Error example: The case of the not quite identical clones.

This is the story of one error in a system with two approximately cloned units.

 

The error message is simple.  It says that a FC 36 8 input qualified or (QOR) block does not have enough inputs wired to be able to trigger a "1".

 

Image 1 shows the following DBDOC aspects of the error message, starting from the Error Browser.

• A - The error is selected in the Error Browser.  Note it is the only error of this type.
• B - Clicking on it brings up the detailed description, plus the location on the sheet where the error is found (Image 2).
• C - Note how Error Browser makes new detailed error documentation available to the user.
• D - The documentation called up by asking for "Complete error documentation".
• E - The documentation showing explanation and example (not from this system, of course).

Image 1

  

Image 2 shows how Error Browser brought up the flagged block in the sheet.

• F - The block number is highlighted, and the block index available to show where it is used.
• G - The specifications show S9 is 8.  With only 6 inputs, the output can never be 1.

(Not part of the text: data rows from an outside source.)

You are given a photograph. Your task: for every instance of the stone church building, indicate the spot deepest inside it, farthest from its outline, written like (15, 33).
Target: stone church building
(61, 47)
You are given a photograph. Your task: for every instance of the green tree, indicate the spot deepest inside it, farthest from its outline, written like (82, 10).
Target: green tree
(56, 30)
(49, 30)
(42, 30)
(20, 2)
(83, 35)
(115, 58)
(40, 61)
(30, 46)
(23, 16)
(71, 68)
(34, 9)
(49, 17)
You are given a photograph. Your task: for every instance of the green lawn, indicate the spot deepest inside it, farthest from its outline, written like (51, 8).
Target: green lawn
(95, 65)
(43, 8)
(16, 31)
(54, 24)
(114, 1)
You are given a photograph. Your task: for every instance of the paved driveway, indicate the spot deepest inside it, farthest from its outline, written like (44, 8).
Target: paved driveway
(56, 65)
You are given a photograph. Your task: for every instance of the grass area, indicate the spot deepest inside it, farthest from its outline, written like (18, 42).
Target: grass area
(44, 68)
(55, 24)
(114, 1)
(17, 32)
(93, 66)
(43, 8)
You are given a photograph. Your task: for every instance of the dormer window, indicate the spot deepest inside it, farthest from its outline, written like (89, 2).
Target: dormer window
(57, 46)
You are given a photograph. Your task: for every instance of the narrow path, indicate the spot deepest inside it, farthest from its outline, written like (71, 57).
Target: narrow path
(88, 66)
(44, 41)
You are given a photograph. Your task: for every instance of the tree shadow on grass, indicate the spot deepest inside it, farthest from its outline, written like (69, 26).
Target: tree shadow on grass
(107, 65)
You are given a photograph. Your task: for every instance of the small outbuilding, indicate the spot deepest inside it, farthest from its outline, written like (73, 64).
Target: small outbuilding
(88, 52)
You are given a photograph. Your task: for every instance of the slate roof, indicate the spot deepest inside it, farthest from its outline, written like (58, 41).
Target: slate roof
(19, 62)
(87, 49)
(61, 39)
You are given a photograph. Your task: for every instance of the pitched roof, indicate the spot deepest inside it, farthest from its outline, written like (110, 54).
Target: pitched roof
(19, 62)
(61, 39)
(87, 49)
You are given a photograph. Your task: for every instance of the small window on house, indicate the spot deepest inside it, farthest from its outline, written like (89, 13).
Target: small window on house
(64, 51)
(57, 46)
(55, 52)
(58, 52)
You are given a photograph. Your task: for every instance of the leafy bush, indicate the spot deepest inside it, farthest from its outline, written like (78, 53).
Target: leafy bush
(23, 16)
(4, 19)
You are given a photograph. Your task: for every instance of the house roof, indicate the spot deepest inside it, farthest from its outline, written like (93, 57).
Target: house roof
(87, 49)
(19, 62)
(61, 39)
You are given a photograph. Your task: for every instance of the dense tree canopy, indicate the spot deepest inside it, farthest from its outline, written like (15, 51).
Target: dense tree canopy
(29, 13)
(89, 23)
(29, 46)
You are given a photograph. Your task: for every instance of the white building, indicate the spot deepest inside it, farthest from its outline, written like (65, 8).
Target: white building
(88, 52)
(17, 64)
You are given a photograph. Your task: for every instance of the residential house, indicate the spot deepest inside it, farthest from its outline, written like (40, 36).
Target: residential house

Note, however, that this is a clone of another unit, which did not have the error. 

• H - The text of the reference on this output, which we can search for in the other unit.

Image 2

 

Image 3 shows how Hyperview text searching finds the reference text to resolve this question.

• I - Search for the (case insensitive) text of the reference on the sheet with the error.
• J - Go to the result in the first unit.
• K - Here is what you find.
• L - The logic in the first unit was originally a rung block - FC 111.  

Image 3

 

The error, it turns out, was introduced when the rung block was changed into AND logic implemented with the FC 36 block, but incorrectly.  There is a good reason not to have cloned errors. 

 

Cloning is beautiful - it replicates tested, working logic.  When a message or error is noted, it would be expected to be in all similar instances.  If a message is not replicated, it can mean:

1. the error was fixed in another copy
2. the error has not yet been made in the other copy
3. the copy is not an exact clone

The error in this example is in the third category, logic that is not exactly the same in the clone.  Watch out for situations like this!